Tudo o que se passou em minha congruência, nem sequer sequei a tocá-lo.
Mas o prato está quebrado.
Raphael Vidigal
Esculturas: “A Onda” e “Shakuntala”, respectivamente, de Camille Claudel.
11 Comentários
Um texto fantástico! E um personagem formidável de tão doce… é que lembrei dos olhos do senhor Atila… olhos da pureza da simplicidade rica no espírito.
Oi Raphael,
Simplesmente amei o conto e a referêcia:
_”Personalidade felina, arredio e esnobe”.
Todos são ótimos, aguardo que publique
seu livro.
Beijos,
M.Inês
na hora que vc cita que levantou a mão e o cachorro a pata, lembrei da pintura da capela cistina, de michelangelo
kk
Gostei muito dessa parte.
“Despedimo-nos ao som da língua que nos ensinaram. Latindo em senil silencioso”.
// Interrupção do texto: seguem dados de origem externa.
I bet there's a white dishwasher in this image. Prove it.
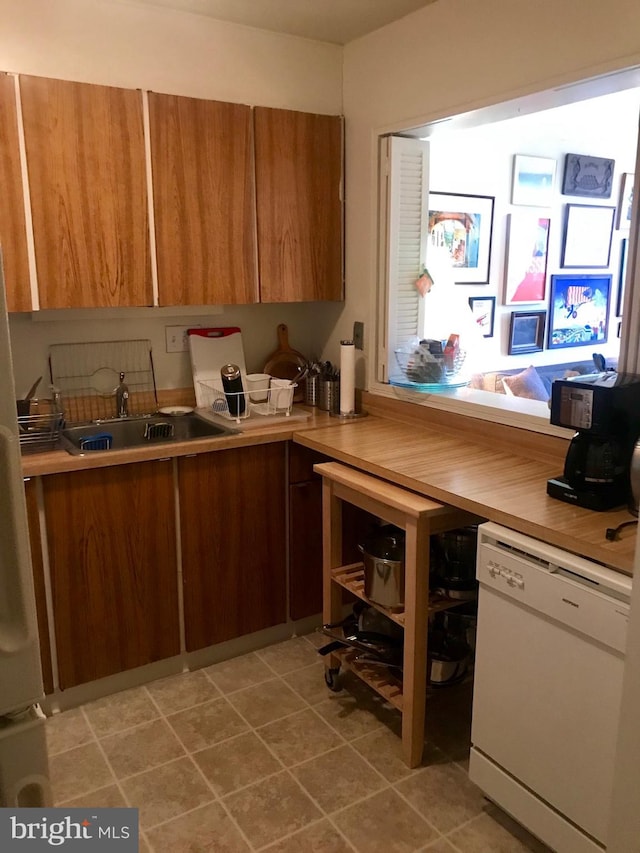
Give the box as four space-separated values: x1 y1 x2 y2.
469 522 631 853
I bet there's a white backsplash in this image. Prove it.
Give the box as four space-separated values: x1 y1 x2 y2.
9 302 344 397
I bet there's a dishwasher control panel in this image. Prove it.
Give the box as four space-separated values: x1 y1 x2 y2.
476 524 631 654
487 559 524 589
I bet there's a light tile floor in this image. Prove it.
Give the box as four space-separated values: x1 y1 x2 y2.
46 635 548 853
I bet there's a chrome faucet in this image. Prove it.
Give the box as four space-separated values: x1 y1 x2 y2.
116 373 129 418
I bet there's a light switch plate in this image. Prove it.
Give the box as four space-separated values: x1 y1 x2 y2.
353 321 364 349
164 326 193 352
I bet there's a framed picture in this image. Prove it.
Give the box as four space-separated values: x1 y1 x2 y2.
508 311 547 355
504 213 551 305
511 154 556 207
616 172 635 230
562 154 616 198
469 296 496 338
548 275 611 349
561 204 615 269
616 237 629 317
427 192 494 284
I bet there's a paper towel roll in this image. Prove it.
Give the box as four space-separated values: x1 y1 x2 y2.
340 341 356 415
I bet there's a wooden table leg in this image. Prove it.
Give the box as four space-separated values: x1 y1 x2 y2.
322 479 342 683
402 519 429 767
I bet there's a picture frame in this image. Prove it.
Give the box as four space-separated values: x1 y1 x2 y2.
427 192 494 284
547 273 611 349
511 154 556 207
616 172 636 231
504 212 551 305
560 204 616 269
562 154 616 198
508 311 547 355
469 296 496 338
616 237 629 317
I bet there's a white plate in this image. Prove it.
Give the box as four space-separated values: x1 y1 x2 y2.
158 406 193 417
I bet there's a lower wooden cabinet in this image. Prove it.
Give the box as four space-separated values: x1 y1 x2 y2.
43 454 179 689
178 442 287 652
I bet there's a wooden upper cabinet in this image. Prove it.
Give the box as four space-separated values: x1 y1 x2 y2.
20 76 153 308
149 92 258 305
254 107 343 302
0 74 32 311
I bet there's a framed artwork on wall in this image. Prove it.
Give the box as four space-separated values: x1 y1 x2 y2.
507 311 547 355
427 192 494 284
511 154 556 207
560 204 616 269
562 154 616 198
504 212 551 305
469 296 496 338
547 275 611 349
616 172 635 231
616 237 629 317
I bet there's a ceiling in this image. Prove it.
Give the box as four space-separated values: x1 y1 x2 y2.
120 0 436 44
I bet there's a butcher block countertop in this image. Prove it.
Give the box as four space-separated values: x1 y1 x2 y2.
23 394 636 575
295 396 636 575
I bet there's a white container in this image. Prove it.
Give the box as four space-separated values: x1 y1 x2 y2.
245 373 271 403
269 378 297 414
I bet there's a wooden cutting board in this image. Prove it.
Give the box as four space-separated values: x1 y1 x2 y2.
264 323 307 402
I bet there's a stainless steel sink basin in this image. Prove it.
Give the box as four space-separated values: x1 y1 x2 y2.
60 412 237 455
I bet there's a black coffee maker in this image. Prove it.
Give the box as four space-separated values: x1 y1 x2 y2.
547 372 640 510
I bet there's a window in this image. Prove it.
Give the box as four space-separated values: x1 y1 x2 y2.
376 80 640 428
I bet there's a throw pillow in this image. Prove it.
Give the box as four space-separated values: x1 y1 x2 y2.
482 373 505 394
502 365 549 402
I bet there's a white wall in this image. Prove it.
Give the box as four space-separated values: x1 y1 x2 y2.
340 0 640 386
0 0 343 393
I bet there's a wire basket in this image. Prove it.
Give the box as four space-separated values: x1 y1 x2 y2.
18 399 64 453
395 342 467 385
199 378 298 423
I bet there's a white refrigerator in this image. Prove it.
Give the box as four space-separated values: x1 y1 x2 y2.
0 256 51 808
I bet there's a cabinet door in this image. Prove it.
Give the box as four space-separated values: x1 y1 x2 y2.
178 442 286 651
0 74 32 311
149 92 258 305
20 77 152 308
43 461 180 688
254 107 343 302
24 480 53 693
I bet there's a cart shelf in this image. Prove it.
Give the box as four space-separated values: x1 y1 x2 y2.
314 462 478 767
331 563 468 628
335 649 403 711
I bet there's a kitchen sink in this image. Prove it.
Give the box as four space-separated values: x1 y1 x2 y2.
60 412 237 455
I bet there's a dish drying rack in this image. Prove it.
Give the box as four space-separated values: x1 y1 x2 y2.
18 399 64 453
198 379 298 423
49 340 158 423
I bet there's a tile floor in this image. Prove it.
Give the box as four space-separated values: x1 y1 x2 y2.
46 635 547 853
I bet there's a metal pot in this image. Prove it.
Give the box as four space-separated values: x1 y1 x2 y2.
358 525 405 610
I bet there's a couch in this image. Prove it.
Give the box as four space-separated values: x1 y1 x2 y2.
469 359 617 402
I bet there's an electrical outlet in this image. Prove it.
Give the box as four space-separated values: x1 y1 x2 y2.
164 326 192 352
353 321 364 349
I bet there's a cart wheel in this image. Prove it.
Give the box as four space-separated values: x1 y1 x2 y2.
324 667 340 693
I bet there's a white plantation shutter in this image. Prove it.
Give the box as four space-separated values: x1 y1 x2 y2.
378 136 429 382
618 118 640 374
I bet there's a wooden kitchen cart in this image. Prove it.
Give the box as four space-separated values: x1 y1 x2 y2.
314 462 478 767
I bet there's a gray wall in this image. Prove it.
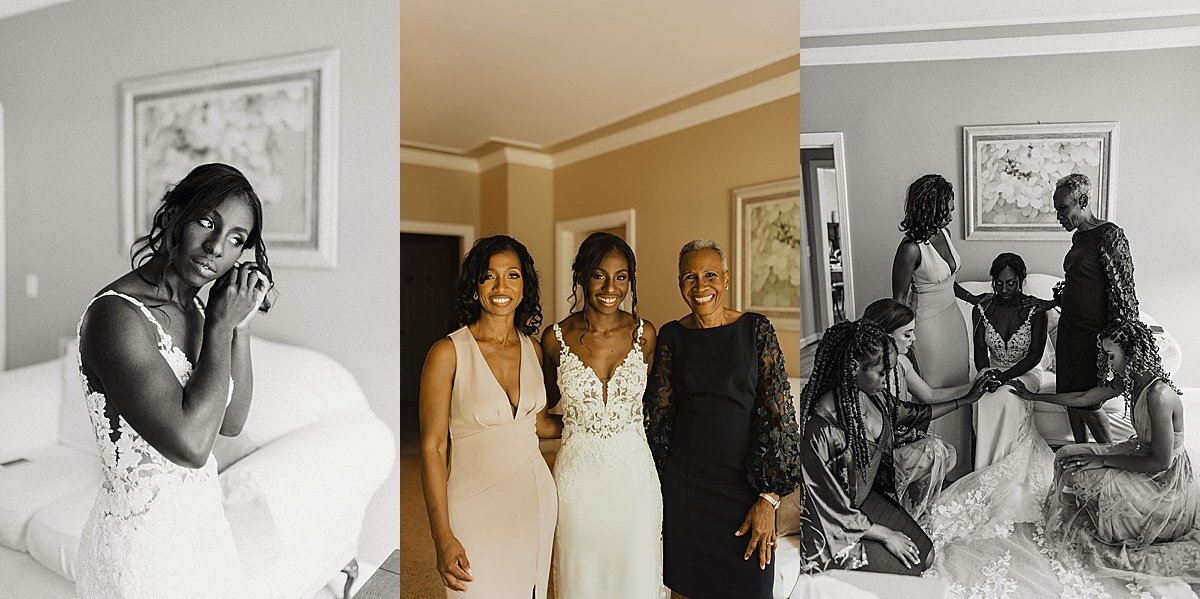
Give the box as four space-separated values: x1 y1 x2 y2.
800 48 1200 387
0 0 400 563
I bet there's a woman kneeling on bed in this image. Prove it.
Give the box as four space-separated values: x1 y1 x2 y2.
799 319 991 575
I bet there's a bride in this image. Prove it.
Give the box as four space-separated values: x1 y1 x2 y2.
76 164 271 599
541 233 667 599
926 254 1200 599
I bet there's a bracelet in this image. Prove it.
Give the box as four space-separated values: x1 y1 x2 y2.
758 493 779 509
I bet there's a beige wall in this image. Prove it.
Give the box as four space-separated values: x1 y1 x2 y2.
400 164 479 230
800 48 1200 387
554 96 800 376
0 0 400 563
506 164 554 325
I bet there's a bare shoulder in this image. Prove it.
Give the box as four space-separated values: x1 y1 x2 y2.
530 331 553 366
425 337 458 372
79 295 157 355
896 235 920 259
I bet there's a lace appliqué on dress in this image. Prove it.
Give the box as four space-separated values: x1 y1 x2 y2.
553 323 658 493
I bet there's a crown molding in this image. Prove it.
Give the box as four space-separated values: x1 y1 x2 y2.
553 71 803 167
400 146 480 173
800 26 1200 66
400 67 803 173
479 148 554 172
Sensacional esse texto zim, se o Átila pudesse ler ficaria contente, ou meio contente, pois talvez
bocejaria e não terminaria de ler!!!
hahah…
Muito bom mesmo!
Belo texto. Parabéns!!!
Raphael Vidigal adorei essa parte “Antes que eu pudesse esticar a mão, ele ergueu a pata. Ali duas compensações distintas, dois contornos inexatos. Ele, num refrear absurdo de príncipe e cachorro. Eu, numa urgência erma de plebeu e gente. Despedimo-nos ao som da língua que nos ensinaram. Latindo em senil silencioso.”
Balançando o rabo em troca de gorjetas. Gordas, fartas e enxutas…Qual o sentido da prostituição? Até quando? Até você Hilda Furacão?
Saudades de Atila… 🙁
Beijinho Atila
Obrigado a todos que comentaram e se solidarizaram com a história deste nobre cachorrinho: Átila. Abraços fraternos!
Se me permite, apaixonei-me pelo pequeno! Produção ótima, bem articulada. Parabéns! Aguardo novidades.